Porpoising had more consequences for Mercedes: 'It was breaking the engine'

8 January - 11:13 Last update: 17:10


According to Mercedes team boss Toto Wolff, porpoising not only cost his team months of development time but also wrecked the engine. Despite this, the team slowly managed to improve performance without compromising on reliability.

Mercedes suffered their worst season since the team's dominance began with the introduction of the turbo-hybrid era in 2014. For a long time, the team was in no-man's land: the performances shown by Red Bull Racing and Ferrari were too high, but Lewis Hamilton and George Russell mostly ran away from midfield.

Damaged Mercedes engines

The biggest problem for the German racing stable was porpoising. Not only did it hamper drivers and performance, but it also caused damage to the engines. In a joint interview with Hywel Thomas, director of Mercedes' engine department, Wolff praised his colleague for the way he dealt with the problems.

"Whilst in a frozen environment, you and your team were able to really add on performance, cope with the difficult environment of a bouncing car that was breaking your engine and still we were super reliable.

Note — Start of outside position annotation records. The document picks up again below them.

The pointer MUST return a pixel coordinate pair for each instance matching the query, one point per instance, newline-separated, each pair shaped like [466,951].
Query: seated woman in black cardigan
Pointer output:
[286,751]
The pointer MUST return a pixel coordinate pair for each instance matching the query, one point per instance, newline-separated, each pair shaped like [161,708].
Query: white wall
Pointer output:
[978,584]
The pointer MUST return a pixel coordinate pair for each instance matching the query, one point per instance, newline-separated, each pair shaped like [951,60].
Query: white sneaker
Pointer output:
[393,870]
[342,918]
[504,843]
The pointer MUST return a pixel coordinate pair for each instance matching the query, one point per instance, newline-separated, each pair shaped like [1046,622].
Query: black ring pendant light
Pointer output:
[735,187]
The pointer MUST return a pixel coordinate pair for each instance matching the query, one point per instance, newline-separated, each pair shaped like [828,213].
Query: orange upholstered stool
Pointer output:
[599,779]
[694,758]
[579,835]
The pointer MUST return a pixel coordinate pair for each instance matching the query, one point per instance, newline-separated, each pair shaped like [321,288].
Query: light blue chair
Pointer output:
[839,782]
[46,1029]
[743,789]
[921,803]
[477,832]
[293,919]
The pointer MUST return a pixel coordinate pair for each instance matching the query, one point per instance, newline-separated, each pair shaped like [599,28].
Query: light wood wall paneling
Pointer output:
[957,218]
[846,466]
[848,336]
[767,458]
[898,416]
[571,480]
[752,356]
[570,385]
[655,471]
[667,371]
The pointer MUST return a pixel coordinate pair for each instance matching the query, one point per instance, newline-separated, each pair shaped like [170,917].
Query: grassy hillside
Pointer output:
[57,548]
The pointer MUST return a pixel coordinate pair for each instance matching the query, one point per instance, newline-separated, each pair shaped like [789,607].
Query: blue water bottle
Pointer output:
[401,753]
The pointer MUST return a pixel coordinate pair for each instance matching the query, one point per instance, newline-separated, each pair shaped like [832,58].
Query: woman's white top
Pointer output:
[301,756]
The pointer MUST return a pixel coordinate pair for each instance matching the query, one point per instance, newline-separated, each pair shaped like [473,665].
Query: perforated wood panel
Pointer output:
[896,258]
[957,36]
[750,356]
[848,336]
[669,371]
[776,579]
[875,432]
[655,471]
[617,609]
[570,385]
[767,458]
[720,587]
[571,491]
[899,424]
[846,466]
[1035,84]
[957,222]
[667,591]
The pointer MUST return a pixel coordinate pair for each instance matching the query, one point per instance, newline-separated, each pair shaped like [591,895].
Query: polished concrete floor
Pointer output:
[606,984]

And the engine was performing very well towards the middle of the season and the end," Wolff said in a video on the Mercedes' YouTube channel.

Thomas added that the power unit was indeed suffering badly at the bottom end. "It was quite a surprise to see exactly how hard they were being hit by the ground. You know when you see Lewis and George looking a bit uncomfortable getting out of the cars, the PUs were doing pretty much the same."